Sonuç ne? İşçi açısından, bir ucu açlığa varıncaya kadar işsizliğin getirdiği sefalete katlanma. Patron açısından ise, en temel harcaması olan işçi giderlerinden kurtulma imkanı. Nereye yatırım yapar kapitalist? Bir makineye, motora ve kirayla elektrik ve suya. Bir de işçiye ücret öder. Kod 29’la işçi giderini tazminat falan da ödemeden istediği kadar kısabilme imkanı bulmuştu patron.

Fazla tepkiye neden oldu. Çünkü sözde yasaklanmış olan ve bu mart sonuna kadarki yasağın 17 Mayıs’a kadar uzatıldığı işten atma için kapitalistlerin elinde müthiş bir imkandı. Yasak sadece lafta kalmış, yüz binlerce işçi Kod 29 denip işsiz bırakılmıştı.

Olan sayıya oldu ve kodun kendisi değil numarası değişti. Şimdi aynı içerikli daha çok sayıda “kodumuz” var. Kod 49 ve Kod 25/2 gibi. Yani değişen bir şey yok. Eğer kriz varsa ya da bir başka nedenle üretimi kısmak zorundaysa patron ya işçiye önceki kârlarından karşılayarak ücretini ödemeye devam edecek ya da ödememek için işten çıkaracak. Şu kadar yıl ve hatta “Benim işyerim” diyerek çalıştığına hiç bakmadan atacak işçiyi. Kapitalist bu, daima nereden kısacağına ve nereden kârını katlayacağına bakar, hiç durur mu, atıyor tabii.

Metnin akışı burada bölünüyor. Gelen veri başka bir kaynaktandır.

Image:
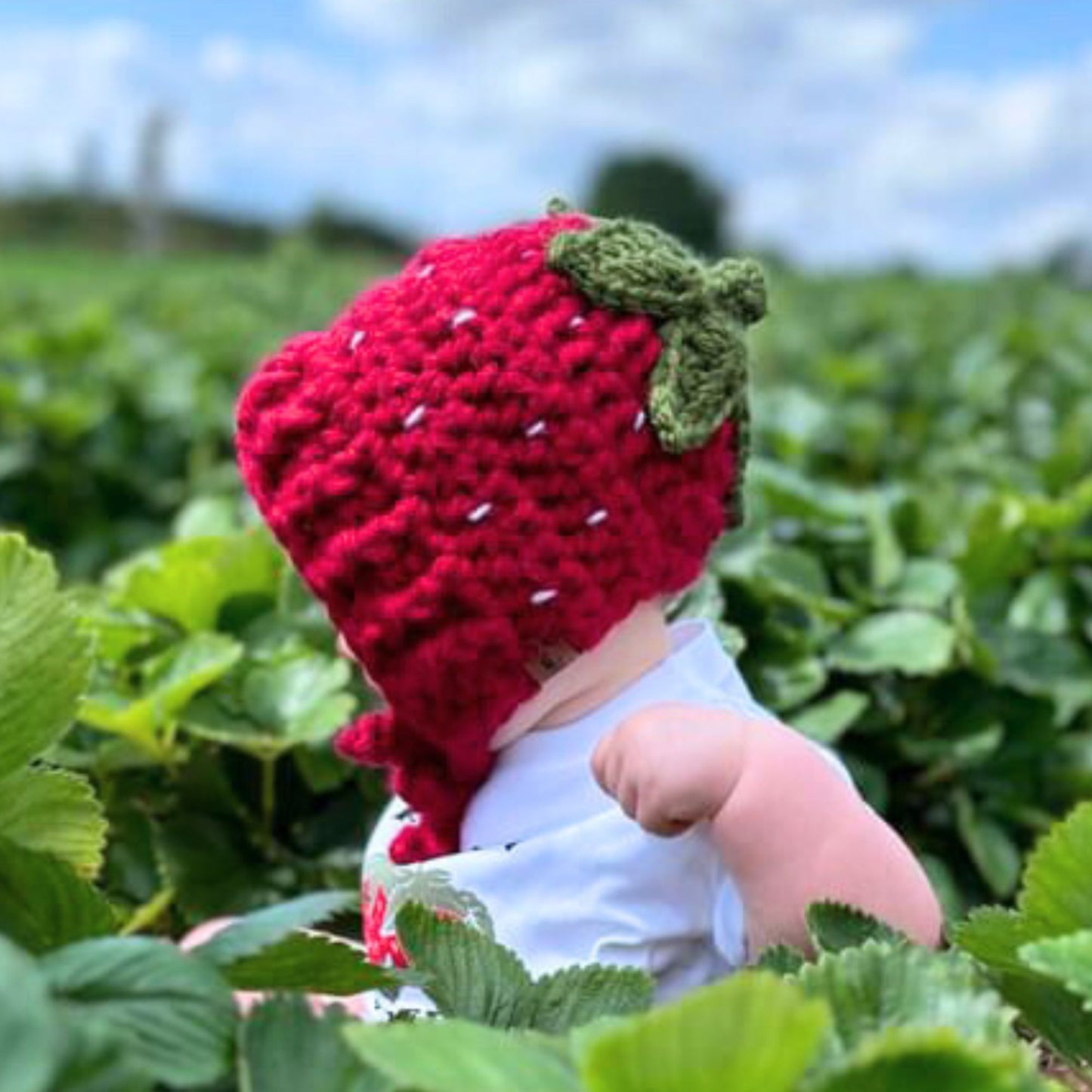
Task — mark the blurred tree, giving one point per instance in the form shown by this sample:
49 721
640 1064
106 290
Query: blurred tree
333 227
150 194
1072 262
88 176
667 191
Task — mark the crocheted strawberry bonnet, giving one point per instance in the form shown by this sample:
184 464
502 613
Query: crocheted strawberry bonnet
487 461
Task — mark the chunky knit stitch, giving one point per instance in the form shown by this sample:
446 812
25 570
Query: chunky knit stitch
468 471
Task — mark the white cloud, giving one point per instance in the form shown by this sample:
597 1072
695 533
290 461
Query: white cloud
463 113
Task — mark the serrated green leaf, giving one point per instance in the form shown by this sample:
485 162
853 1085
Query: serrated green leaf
908 642
93 1060
834 927
174 1013
908 1060
827 721
1067 959
557 1003
169 682
989 846
876 986
29 1035
44 657
926 583
466 974
249 935
286 1047
44 905
1057 885
211 865
54 812
299 699
190 580
456 1056
1045 665
311 964
995 937
753 1031
781 959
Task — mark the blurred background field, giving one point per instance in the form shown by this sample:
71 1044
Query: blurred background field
914 584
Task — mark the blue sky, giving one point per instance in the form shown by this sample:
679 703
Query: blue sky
957 132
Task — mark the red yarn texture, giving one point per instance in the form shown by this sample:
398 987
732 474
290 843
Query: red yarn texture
462 471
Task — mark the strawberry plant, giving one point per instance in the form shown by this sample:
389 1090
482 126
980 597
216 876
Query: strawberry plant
913 586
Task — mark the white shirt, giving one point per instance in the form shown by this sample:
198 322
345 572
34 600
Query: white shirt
552 868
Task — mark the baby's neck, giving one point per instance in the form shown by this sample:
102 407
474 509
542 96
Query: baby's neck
630 650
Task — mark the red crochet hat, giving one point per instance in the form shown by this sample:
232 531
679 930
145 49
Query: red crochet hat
486 462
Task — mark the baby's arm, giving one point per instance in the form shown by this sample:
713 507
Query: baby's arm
790 830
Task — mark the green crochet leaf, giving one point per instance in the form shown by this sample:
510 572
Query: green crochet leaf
700 380
630 267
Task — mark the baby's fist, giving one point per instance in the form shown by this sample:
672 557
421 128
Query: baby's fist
672 766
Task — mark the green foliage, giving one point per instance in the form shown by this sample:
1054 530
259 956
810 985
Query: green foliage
472 977
26 1028
1038 954
172 1013
286 1047
834 927
748 1032
913 584
453 1056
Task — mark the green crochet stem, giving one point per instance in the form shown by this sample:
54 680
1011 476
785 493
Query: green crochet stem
700 380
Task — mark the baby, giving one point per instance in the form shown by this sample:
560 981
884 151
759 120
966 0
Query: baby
493 470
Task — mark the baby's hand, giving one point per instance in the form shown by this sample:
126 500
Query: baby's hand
672 766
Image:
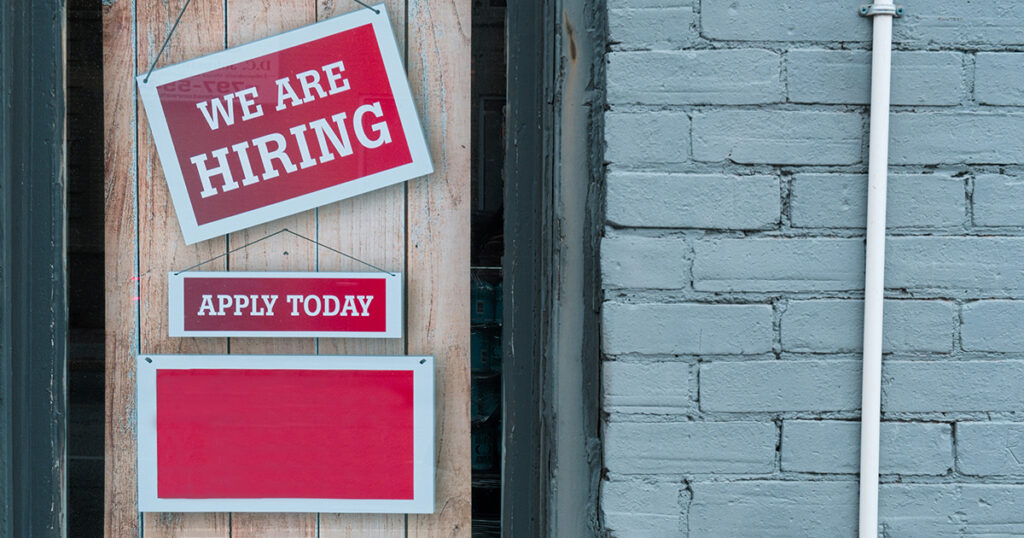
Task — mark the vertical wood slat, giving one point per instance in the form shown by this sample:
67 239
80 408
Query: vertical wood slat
437 247
371 228
248 21
433 237
120 501
161 246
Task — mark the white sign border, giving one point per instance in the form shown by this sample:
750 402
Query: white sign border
423 437
392 292
421 164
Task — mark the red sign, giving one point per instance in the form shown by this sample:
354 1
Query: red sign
285 124
285 304
286 433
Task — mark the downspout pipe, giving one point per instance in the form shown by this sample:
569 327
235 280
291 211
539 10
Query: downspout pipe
882 13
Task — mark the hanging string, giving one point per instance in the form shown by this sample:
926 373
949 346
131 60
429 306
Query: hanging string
178 19
162 47
374 9
282 231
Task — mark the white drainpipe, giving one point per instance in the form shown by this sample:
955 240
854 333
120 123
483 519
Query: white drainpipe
883 12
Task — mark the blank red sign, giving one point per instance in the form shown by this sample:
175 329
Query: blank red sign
285 433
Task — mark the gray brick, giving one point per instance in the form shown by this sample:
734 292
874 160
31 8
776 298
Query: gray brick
675 448
638 508
630 261
780 385
979 263
719 202
926 386
837 326
687 328
997 201
647 387
998 78
771 508
669 28
937 137
990 449
637 138
778 264
792 21
927 510
832 446
953 22
912 201
695 77
845 77
829 508
993 326
777 136
650 4
963 23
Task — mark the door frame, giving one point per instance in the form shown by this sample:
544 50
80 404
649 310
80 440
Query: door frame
33 272
552 293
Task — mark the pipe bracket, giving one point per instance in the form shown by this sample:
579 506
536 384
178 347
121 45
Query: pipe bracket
876 9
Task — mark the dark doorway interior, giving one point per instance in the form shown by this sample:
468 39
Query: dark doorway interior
85 267
487 246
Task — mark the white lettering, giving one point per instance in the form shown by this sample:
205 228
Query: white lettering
309 300
219 111
223 301
267 156
340 140
207 305
222 169
383 135
349 305
285 91
294 301
328 308
246 101
365 301
241 301
268 301
332 77
310 80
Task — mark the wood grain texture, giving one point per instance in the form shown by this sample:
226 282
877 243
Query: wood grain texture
161 245
429 242
437 247
248 21
371 228
120 498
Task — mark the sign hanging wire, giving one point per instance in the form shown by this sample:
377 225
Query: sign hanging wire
282 231
178 19
169 34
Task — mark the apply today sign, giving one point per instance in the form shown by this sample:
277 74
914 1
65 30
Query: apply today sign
285 304
285 124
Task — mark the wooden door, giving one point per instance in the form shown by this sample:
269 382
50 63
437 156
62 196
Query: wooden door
420 229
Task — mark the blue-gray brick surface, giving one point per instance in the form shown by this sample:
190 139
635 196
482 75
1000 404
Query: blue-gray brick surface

Ve sözde kriz.. Sözde daralma var.. Sözde zarar etmesi gerek kapitalistlerin de. Sözde onların da küçülmeleri, kârlarının azalması gerek. Hiç de öyle olmuyor. İşsizliğin yanında zamlar patladı. Örneğin un yüzde 214, mercimek yüzde 84, fasulye yüzde 150, makarnayla süt yüzde 100, elektrik yüzde 72 zamlandı. Beyler ise kârlarına kâr katmayı ve büyümeyi sürdürüyor. Dünyada da böyle Türkiye’de de.

Önemli bir bölümü aile işletmesi olan ve en çok birkaç işçi çalıştıran küçük işyerleri için durum farklı oldu. Hükümetin gücü bir işçiye bir de onlara yetti. Koca koca fabrikalarda çarklar dönmeye devam ederken kafeler, lokantalar, berberler vb. küçük işletmelere yasak getirdi hükümet. Hem de bir defalığına yaptığı 1000 TL’lik yardımı sürekli başlarına çalarak! Onlar da aslanın ağzındaydı. Temmuz 2018-Şubat 20121 arasında kapanan dükkan sayısı 300 bini aştı.

Ancak özellikle büyük tekelci kapitalistler bayram ettiler. Sadece ekmek elden su gölden Mehmet Cengiz gibiler değil. Onların başına zaten sürekli “devlet kuşu” konmuştu. Yaptıkları yol ve köprülerle havaalanlarını bir de işletiyorlar ve hiç müşterileri olmasa bile halkın vergileriyle doldurulan Hazineden palazlandırılıyorlardı. Ve zaten ihale bulamama ve dağı-taşı kazıp köylüyü yerinden yurdundan ederek madencilikti, müteahhitlikti yapamama gibi sorunları yoktu.

Ve belki borsada kaybeden istisnalar bir yana bütün büyük kapitalistler üstelik işsizliğin, sefalet ve yokluğun tırmandığı salgında iyice zenginleştiler. Önce hayal bile edilemeyecek, dudak uçuklatacak zenginliğiyle dünyanın en zengin kapitalisti Amazon Patronu J. Bezos. Adam, salgının kırıp geçirdiği 2020’de servetini tam 64 milyar dolar artırarak 177 milyara çoğalttı. Sıkı durun. Özelleştirilip paralı hale getirilen sağlık sektörünün milyarderleri servetlerini yüzde 50 artırdılar.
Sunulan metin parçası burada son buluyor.